Coup de théâtre. Le CNC (Centre national du cinéma et de l'image animée) a annoncé mercredi 8 avril suspendre "jusqu'à nouvel ordre" les travaux de la commission chargée du Fonds d'aide à la création sur les plateformes sociales. Créé en 2017 sous le nom de CNC Talent, ce dispositif permettait de soutenir financièrement des projets de vidéos destinées à être diffusées sur YouTube ou sur les réseaux sociaux.
Dans un communiqué, son président Gaëtan Bruel a justifié cette décision par la polémique qui s'est amplifiée ces dernières semaines autour de certains projets soutenus par le fonds. Selon lui, la situation a atteint "un niveau d'agressivité inédit, y compris sous la forme de menaces à l'encontre des membres de cette commission et d'agents du CNC. "Dans ce contexte", ajoute-t-il, "la commission n'est plus en mesure de délibérer sereinement sur les projets qui lui ont été soumis".
À l'origine de la crise, une séquence diffusée fin mars sur la plateforme Twitch par la streameuse Ultia, récemment nommée membre de la commission sans avoir encore participé à ses travaux. Lors d'un direct, la créatrice avait expliqué qu'elle refuserait de soutenir des projets "proposés délibérément par quelqu'un d'extrême droite", tout en reconnaissant qu'elle pourrait encourager ceux portés par des créateurs qu'elle apprécie.
L'extrait, largement relayé sur le réseau social X, notamment par des comptes proches de l'extrême droite, a rapidement enflammé les débats.
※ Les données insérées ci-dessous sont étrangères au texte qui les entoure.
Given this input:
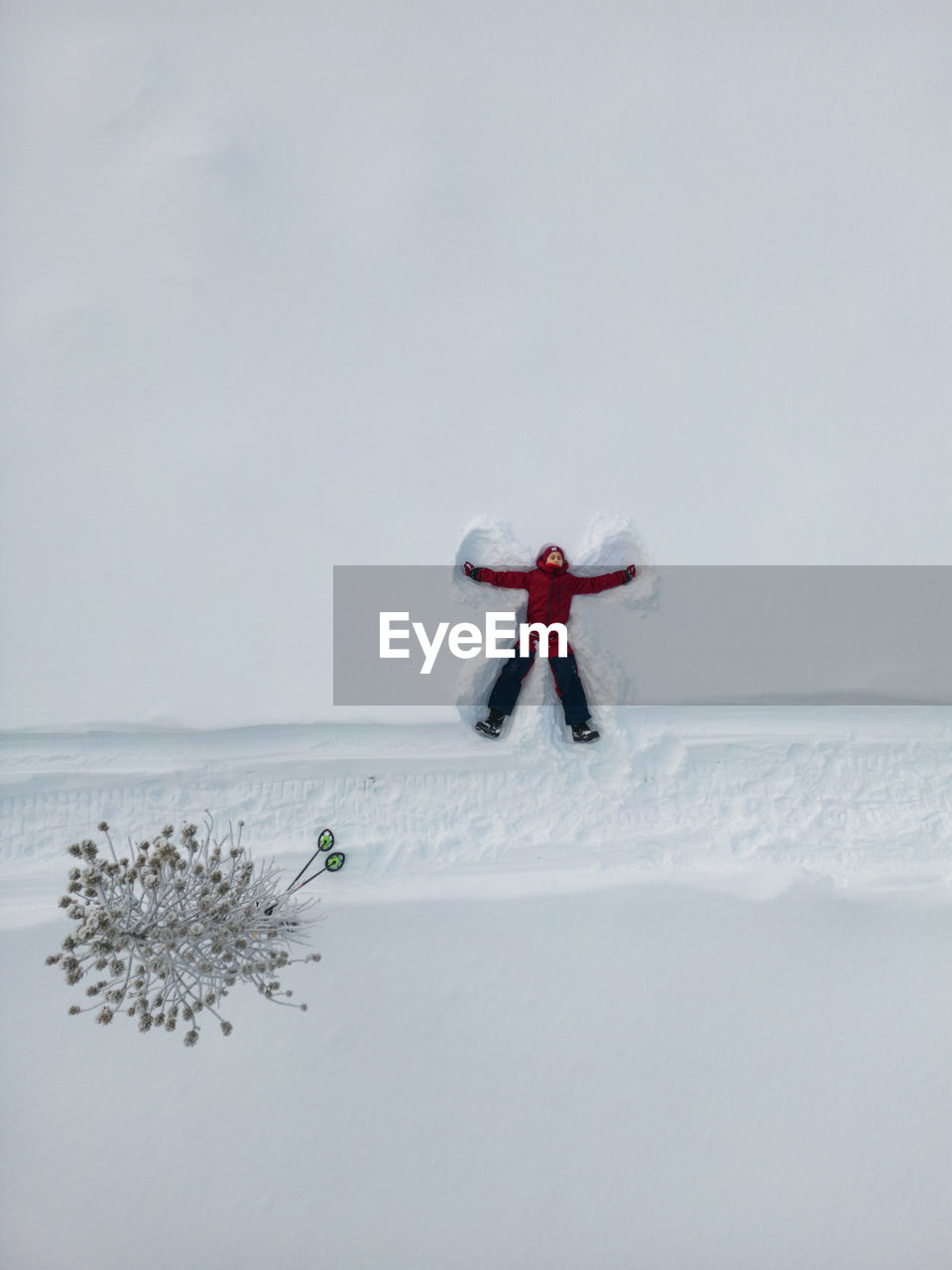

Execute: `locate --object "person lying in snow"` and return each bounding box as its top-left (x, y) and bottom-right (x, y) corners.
top-left (464, 544), bottom-right (636, 740)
Certains responsables politiques ont accusé le fonds de fonctionner selon des logiques partisanes. L'eurodéputé François-Xavier Bellamy a ainsi dénoncé un "détournement de subsides entre militants de gauche", citant plusieurs chaînes ayant bénéficié de subventions.
Face aux critiques, le CNC a rapidement réagi en mettant fin aux fonctions d'Ultia au sein de la commission. "Ces propos contreviennent manifestement à l'obligation de neutralité, d'indépendance et d'impartialité qui s'impose à tous les membres des commissions appelées à formuler un avis sur l'attribution des soutiens financiers du CNC, obligation notamment rappelée dans le règlement intérieur de cette commission" a écrit l'organisme sur X.
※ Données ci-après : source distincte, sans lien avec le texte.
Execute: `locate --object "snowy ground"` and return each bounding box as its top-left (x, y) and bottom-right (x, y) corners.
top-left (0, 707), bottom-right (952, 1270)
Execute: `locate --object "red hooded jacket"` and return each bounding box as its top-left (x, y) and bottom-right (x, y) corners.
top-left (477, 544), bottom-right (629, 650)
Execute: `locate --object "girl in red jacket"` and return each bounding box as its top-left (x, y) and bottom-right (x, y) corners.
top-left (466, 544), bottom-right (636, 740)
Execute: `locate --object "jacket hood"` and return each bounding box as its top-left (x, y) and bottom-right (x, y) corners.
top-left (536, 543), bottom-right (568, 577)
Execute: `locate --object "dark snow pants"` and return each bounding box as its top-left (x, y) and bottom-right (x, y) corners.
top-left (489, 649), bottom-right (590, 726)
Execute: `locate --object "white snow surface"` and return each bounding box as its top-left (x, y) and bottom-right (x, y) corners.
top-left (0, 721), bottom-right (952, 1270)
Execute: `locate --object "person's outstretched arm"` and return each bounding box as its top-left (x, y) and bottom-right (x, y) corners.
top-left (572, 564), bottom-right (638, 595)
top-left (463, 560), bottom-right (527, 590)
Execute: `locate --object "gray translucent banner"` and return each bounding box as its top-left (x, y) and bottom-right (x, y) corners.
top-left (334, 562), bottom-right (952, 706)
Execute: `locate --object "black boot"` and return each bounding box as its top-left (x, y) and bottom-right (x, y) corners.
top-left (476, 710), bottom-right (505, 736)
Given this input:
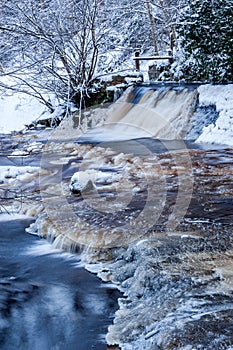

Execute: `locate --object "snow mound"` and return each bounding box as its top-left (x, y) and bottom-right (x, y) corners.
top-left (0, 92), bottom-right (46, 133)
top-left (196, 84), bottom-right (233, 146)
Dans un nouveau live, la streameuse avait défendu ses propos affirmant qu'"un jury ne peut pas être objectif. C'est impossible ! Donc c'est pour ça qu'on constitue un jury de dizaines de personnes, qui ont des profils différents". "J'ai même pas pu parler au CNC, ils ont pris cette décision sans m'en parler en amont. À aucun moment ils m'ont parlé de ce droit de réserve (...) Je pense que au pire mes propos étaient maladroits". Elle a notamment ironisé : "probablement que je n'aurais pas dû dire extrême droite (… )J'aurais dû dire si c'est quelqu'un de raciste, de sexiste, de misogyne... Peut-être que j'ai fait l'amalgame".
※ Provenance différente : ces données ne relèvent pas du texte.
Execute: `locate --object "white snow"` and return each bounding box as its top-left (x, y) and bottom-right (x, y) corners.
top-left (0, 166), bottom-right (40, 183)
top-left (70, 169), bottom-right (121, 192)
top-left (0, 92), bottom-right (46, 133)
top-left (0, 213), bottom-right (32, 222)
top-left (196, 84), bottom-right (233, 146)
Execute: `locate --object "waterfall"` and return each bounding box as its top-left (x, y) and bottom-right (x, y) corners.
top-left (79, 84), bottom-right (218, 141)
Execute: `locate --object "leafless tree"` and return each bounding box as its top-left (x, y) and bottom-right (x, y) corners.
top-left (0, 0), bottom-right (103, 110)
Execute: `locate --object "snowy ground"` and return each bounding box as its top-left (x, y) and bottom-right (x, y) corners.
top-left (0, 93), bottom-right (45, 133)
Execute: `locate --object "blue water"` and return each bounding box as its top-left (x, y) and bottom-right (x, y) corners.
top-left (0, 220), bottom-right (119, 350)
Victime d'une vague de haine après sa participation au Zevent en 2021, la streameuse a également affirmé être la cible d'une nouvelle vague de cyberharcèlement après la polémique. Plusieurs observateurs ont dénoncé une décision prise sous la pression de campagnes menées en ligne et basée sur un extrait jugé partiel de la séquence.